祭事は平安時代の嘉祥2年(849年)に始まりました。平安時代は行事の規模は大きかったのですが、中世以降は次第に規模も縮小し、明治以前には年2回、2月と11月の最初の申(さる)の日に実施されていたようです。そのため春日際は申祭(さるまつり)とも呼ばれてきました。
現在では年1回、勅使をお迎えする祭事として3月13日に行われています。儀式は9時から宮中より天皇陛下の名代である勅使のお迎えして、参道から神殿には新しい砂が敷かれ、勅使がその上を歩き神殿に向かいます。(春日祭の由緒・歴史・祭事の内容は「奈良まちあるき風景紀行」より抜粋)

春日祭当日には一之鳥居に榊が飾りつけられます。

祭事が行われる参道には新しい砂が敷かれ、見学の方はロープの手前で祭事を見守ります。

祭事のための神饌(お供え物の食事)を運び本殿に向かいます。

天皇陛下の勅使を迎え、新しい砂を敷かれた上を歩き祭事を行う本殿に向かいます。

2頭の神馬も本殿に向かいます。

10時から勅使以下が斎館を出て、祓戸の儀、著到の儀を経て幣殿・直会殿の作合の座につき、下記の儀式を行い、正午過ぎに祭儀が終了するスケジュールで行われます。
・御棚奉奠(みたなほうてん)
・御幣物奉納(ごへいもつほうのう)
・御祭文奉上(ごさいもんそうじょう)
・神馬牽廻(みうまのけんかい)
・和舞奉奏(やまとまいほうそう)
・饗饌(きょうせん)
・見参(げざん)
・賜禄(しろく)

神馬牽廻(みうまのけんかい)のために神域に入る神馬。

本殿では式次第に従って祭事が執り行われています。

雅楽の音色が流れる中、神への舞が執り行なわれています。

一般の参加者は本殿前に立ち入り禁止のロープ手前で中の様子を伺っています。午前9時から始まった神事も正午過ぎには終わります。本殿前の階段は邪魔にならないように、道を開け静かに見守ります。
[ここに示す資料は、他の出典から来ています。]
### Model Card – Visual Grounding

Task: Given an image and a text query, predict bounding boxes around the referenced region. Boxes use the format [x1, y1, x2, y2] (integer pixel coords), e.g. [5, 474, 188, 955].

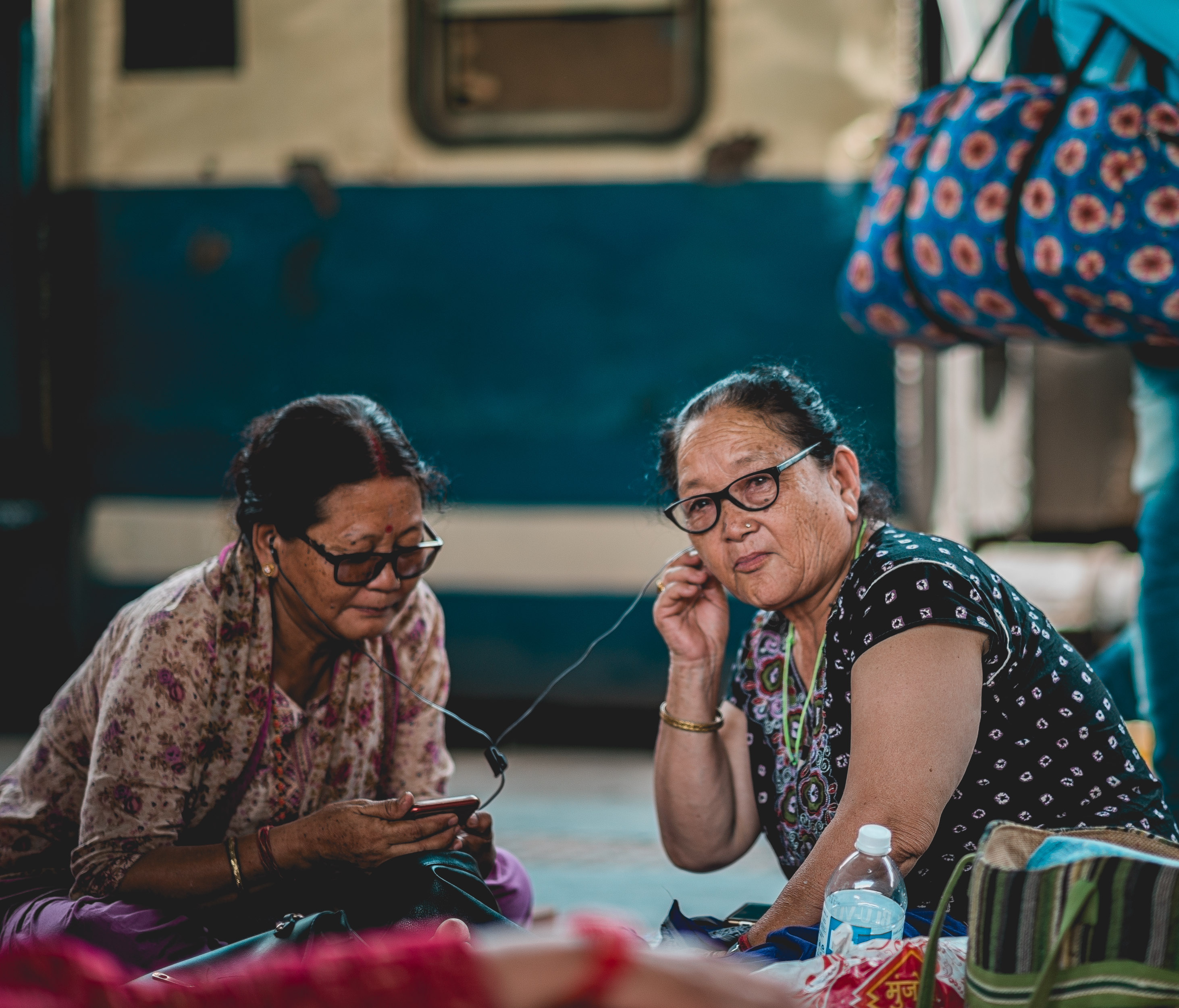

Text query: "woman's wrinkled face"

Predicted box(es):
[255, 476, 429, 640]
[677, 407, 859, 610]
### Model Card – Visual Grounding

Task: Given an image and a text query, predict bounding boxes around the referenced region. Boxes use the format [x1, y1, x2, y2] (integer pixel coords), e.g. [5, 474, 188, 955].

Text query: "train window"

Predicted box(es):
[123, 0, 237, 71]
[408, 0, 705, 144]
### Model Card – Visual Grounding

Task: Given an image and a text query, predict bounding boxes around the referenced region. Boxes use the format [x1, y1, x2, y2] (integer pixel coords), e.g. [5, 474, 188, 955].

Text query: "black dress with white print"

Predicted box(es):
[730, 525, 1179, 920]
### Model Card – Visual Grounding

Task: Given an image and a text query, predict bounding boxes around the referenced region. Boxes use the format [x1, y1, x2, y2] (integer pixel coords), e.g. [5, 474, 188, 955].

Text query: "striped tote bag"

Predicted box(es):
[917, 822, 1179, 1008]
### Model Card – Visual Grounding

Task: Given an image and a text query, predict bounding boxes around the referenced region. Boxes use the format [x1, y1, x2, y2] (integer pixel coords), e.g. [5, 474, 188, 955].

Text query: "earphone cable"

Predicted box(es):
[495, 546, 695, 746]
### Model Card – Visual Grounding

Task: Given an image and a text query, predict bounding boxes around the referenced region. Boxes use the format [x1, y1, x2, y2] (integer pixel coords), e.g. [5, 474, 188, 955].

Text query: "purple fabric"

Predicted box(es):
[0, 878, 222, 973]
[483, 846, 532, 928]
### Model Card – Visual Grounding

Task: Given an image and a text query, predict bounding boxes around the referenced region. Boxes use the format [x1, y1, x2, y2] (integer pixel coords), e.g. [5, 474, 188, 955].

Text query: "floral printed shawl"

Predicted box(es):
[0, 546, 453, 898]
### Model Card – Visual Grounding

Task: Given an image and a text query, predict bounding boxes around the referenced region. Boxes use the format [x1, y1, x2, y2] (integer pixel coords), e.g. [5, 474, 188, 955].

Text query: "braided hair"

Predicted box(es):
[227, 395, 447, 541]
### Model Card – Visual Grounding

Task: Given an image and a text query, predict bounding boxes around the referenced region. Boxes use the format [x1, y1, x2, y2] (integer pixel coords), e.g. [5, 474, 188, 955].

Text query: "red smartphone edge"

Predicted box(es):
[405, 795, 479, 824]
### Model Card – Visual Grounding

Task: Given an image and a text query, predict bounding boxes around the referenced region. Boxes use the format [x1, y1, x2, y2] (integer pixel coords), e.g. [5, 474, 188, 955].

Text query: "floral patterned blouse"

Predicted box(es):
[0, 545, 454, 898]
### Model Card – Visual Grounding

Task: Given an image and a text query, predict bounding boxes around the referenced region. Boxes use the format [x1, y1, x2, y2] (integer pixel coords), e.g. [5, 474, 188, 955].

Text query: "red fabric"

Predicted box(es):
[559, 917, 641, 1004]
[0, 934, 494, 1008]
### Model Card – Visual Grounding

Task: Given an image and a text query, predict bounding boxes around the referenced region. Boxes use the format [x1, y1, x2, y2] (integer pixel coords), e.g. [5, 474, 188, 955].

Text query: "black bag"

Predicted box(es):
[132, 850, 507, 987]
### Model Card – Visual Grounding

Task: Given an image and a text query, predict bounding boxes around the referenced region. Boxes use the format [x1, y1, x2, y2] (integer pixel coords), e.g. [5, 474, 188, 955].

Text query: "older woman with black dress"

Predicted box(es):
[654, 367, 1177, 944]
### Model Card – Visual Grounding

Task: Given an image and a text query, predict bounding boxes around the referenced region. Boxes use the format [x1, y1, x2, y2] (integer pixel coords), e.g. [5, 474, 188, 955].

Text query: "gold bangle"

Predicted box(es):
[225, 837, 245, 896]
[659, 700, 725, 731]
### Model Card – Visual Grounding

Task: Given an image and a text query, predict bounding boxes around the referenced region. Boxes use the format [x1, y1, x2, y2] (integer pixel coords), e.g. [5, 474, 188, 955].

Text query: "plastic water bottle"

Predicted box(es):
[818, 827, 909, 955]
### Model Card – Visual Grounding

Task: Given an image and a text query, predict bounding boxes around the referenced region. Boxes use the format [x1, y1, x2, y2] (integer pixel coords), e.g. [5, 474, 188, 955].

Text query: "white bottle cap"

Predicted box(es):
[856, 827, 892, 856]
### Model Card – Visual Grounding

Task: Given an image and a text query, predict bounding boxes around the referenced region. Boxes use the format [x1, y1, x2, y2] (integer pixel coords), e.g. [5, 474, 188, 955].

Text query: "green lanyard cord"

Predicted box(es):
[782, 519, 868, 766]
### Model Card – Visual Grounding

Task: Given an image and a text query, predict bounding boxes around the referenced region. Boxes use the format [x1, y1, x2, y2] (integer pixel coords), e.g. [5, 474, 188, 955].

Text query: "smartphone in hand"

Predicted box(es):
[405, 795, 479, 827]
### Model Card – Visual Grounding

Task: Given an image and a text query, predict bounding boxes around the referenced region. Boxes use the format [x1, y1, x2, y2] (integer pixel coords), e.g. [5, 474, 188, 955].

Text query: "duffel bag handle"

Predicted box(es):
[917, 854, 975, 1008]
[1003, 15, 1114, 343]
[1028, 879, 1098, 1008]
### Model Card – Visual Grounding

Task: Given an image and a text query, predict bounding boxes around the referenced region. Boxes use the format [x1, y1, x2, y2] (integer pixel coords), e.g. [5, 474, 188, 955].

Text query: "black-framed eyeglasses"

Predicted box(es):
[664, 441, 822, 535]
[299, 521, 442, 588]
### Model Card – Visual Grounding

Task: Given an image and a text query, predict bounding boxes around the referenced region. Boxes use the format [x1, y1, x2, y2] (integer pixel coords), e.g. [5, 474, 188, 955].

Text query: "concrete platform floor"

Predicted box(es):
[0, 736, 784, 929]
[450, 748, 785, 928]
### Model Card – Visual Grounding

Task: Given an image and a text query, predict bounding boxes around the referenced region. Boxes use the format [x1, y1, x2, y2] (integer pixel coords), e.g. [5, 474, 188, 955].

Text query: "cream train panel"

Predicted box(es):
[53, 0, 910, 186]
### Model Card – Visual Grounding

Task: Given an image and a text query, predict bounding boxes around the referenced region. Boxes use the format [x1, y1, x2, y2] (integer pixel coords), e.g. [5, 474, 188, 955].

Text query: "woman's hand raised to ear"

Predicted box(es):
[652, 550, 729, 672]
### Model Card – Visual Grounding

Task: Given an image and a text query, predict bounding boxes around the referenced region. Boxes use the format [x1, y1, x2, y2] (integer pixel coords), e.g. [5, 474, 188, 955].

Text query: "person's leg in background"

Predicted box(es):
[1090, 619, 1151, 721]
[1131, 361, 1179, 808]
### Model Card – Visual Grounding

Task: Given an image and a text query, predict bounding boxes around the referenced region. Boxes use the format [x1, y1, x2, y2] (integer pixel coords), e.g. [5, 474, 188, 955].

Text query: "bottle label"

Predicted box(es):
[826, 917, 892, 952]
[818, 889, 904, 955]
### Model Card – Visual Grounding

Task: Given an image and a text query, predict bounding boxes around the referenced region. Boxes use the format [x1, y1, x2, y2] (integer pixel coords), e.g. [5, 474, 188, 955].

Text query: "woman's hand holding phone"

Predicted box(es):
[270, 791, 461, 870]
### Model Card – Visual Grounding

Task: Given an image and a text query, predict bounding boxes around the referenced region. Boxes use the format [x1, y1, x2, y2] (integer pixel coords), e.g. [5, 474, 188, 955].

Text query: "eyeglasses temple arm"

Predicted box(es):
[774, 441, 823, 473]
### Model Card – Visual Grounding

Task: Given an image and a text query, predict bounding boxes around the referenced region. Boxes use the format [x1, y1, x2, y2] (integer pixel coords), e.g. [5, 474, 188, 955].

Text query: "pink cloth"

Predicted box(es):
[483, 846, 532, 928]
[0, 934, 494, 1008]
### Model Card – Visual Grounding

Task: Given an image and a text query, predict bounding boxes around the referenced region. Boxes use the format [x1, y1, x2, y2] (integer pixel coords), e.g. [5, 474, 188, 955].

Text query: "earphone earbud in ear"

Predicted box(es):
[262, 535, 278, 578]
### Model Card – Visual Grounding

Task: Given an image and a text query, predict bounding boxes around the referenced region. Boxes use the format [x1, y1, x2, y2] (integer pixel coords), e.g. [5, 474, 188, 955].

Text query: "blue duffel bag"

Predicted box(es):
[838, 10, 1179, 347]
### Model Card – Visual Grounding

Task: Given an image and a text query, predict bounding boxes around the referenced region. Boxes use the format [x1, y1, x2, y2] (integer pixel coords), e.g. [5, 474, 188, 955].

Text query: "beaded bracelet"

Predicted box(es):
[225, 837, 245, 896]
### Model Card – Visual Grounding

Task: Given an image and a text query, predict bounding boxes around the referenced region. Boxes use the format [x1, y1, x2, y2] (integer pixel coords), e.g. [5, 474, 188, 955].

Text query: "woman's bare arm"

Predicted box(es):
[655, 690, 761, 871]
[653, 553, 758, 871]
[750, 625, 987, 944]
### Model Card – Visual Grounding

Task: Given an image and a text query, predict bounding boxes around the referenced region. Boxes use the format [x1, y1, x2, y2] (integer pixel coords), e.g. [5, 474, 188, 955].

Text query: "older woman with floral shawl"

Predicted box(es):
[0, 396, 530, 969]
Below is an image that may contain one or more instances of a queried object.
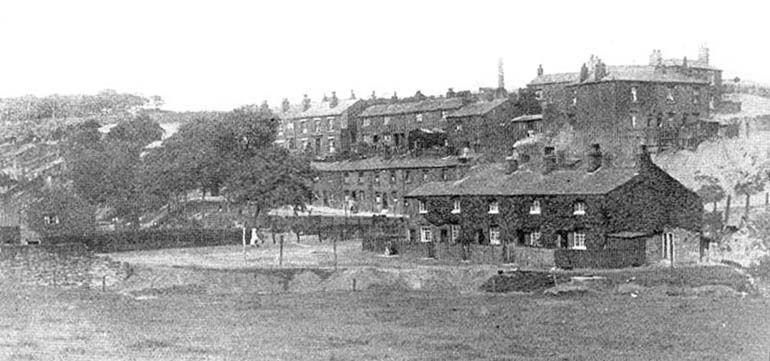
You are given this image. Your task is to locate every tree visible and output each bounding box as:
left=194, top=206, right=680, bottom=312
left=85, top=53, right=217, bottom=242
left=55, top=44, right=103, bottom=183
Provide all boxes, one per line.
left=24, top=186, right=96, bottom=238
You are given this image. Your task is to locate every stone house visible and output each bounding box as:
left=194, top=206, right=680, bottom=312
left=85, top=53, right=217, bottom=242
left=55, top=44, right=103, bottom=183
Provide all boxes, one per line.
left=406, top=145, right=704, bottom=268
left=312, top=156, right=473, bottom=215
left=273, top=92, right=366, bottom=158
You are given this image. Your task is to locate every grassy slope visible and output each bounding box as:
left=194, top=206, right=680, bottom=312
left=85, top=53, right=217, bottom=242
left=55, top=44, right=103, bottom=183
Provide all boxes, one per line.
left=0, top=285, right=770, bottom=360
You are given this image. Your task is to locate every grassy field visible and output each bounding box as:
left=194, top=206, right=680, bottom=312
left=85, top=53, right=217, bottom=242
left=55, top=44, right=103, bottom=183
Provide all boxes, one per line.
left=0, top=284, right=770, bottom=360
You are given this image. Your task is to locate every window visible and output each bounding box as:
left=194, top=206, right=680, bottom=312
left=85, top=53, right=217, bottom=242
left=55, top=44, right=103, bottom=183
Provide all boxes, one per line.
left=489, top=201, right=500, bottom=214
left=452, top=199, right=462, bottom=214
left=526, top=231, right=542, bottom=247
left=572, top=201, right=586, bottom=216
left=572, top=231, right=586, bottom=250
left=420, top=227, right=433, bottom=242
left=489, top=226, right=500, bottom=245
left=449, top=224, right=460, bottom=242
left=529, top=199, right=542, bottom=214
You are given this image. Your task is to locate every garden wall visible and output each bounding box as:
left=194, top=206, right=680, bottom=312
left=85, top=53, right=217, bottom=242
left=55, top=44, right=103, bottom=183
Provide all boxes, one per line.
left=0, top=243, right=131, bottom=289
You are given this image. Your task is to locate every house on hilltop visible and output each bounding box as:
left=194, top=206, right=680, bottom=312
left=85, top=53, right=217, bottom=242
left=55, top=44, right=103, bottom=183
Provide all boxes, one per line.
left=406, top=145, right=705, bottom=268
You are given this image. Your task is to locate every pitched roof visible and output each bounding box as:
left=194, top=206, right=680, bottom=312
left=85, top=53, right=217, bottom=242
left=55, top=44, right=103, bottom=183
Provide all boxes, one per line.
left=407, top=163, right=638, bottom=197
left=447, top=98, right=508, bottom=118
left=311, top=156, right=468, bottom=172
left=361, top=98, right=463, bottom=117
left=273, top=99, right=363, bottom=119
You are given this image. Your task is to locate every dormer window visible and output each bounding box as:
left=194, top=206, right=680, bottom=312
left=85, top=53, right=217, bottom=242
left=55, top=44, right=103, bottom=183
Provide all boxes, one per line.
left=529, top=199, right=542, bottom=214
left=572, top=201, right=586, bottom=216
left=452, top=199, right=462, bottom=214
left=489, top=201, right=500, bottom=214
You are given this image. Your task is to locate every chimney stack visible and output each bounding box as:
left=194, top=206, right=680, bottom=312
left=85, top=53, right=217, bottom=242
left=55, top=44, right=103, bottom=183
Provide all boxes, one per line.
left=497, top=58, right=505, bottom=89
left=329, top=91, right=339, bottom=108
left=505, top=147, right=519, bottom=174
left=543, top=146, right=556, bottom=174
left=636, top=144, right=655, bottom=173
left=281, top=98, right=291, bottom=113
left=580, top=63, right=588, bottom=83
left=586, top=143, right=602, bottom=173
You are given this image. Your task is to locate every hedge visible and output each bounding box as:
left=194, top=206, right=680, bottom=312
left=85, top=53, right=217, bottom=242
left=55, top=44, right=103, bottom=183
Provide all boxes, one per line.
left=554, top=247, right=646, bottom=269
left=43, top=228, right=242, bottom=253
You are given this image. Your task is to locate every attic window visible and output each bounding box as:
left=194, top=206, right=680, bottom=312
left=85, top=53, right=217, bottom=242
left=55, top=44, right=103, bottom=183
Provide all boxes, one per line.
left=572, top=201, right=586, bottom=216
left=489, top=201, right=500, bottom=214
left=529, top=199, right=542, bottom=214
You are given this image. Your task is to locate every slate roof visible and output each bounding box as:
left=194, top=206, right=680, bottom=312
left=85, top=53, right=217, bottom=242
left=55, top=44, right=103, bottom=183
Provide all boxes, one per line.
left=529, top=73, right=580, bottom=85
left=447, top=98, right=508, bottom=118
left=273, top=99, right=363, bottom=119
left=407, top=163, right=638, bottom=197
left=311, top=156, right=468, bottom=172
left=360, top=98, right=463, bottom=117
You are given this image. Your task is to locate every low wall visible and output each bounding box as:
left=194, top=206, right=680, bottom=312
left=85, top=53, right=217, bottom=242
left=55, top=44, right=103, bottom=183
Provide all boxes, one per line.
left=0, top=243, right=131, bottom=289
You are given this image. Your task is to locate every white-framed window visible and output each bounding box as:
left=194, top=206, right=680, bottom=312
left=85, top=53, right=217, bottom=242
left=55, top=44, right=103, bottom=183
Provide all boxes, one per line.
left=489, top=226, right=500, bottom=245
left=572, top=201, right=586, bottom=216
left=420, top=227, right=433, bottom=242
left=572, top=231, right=586, bottom=250
left=489, top=201, right=500, bottom=214
left=449, top=224, right=460, bottom=242
left=452, top=199, right=462, bottom=214
left=529, top=199, right=542, bottom=214
left=527, top=231, right=543, bottom=247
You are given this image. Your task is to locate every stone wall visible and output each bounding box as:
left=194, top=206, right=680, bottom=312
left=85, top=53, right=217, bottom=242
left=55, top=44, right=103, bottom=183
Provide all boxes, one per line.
left=0, top=244, right=131, bottom=289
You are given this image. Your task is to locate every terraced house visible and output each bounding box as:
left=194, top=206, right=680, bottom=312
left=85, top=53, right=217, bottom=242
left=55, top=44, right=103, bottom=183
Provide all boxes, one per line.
left=273, top=92, right=366, bottom=158
left=312, top=156, right=473, bottom=215
left=406, top=145, right=704, bottom=268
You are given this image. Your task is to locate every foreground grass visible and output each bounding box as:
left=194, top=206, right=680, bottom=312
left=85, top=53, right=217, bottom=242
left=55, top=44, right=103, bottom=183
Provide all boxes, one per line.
left=0, top=285, right=770, bottom=360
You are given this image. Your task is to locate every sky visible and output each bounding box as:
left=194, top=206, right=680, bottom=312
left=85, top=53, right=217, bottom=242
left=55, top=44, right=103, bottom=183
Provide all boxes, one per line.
left=0, top=0, right=770, bottom=110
無事、平成最後の春日祭が執り行われ、本殿から出てこられました。

祭事の見学中、隣の婦人とのおしゃべりで、「千葉から祭礼の見学に来ました。昨日は二月堂のお水取りで、今日は春日祭。奈良は古式ゆかしい行事が数多く残り、うらやましい限りです」と最大の誉め言葉を頂きました。
早朝からの風雨が収まり、祭事を待つこと1時間余りの待機も苦にならず、かえって参道が雨で清められ祭事の雰囲気が増した感がありました。待つ時間が心地良い「奈良時間」に身を置くことで、伝統の祭事を堪能することができました。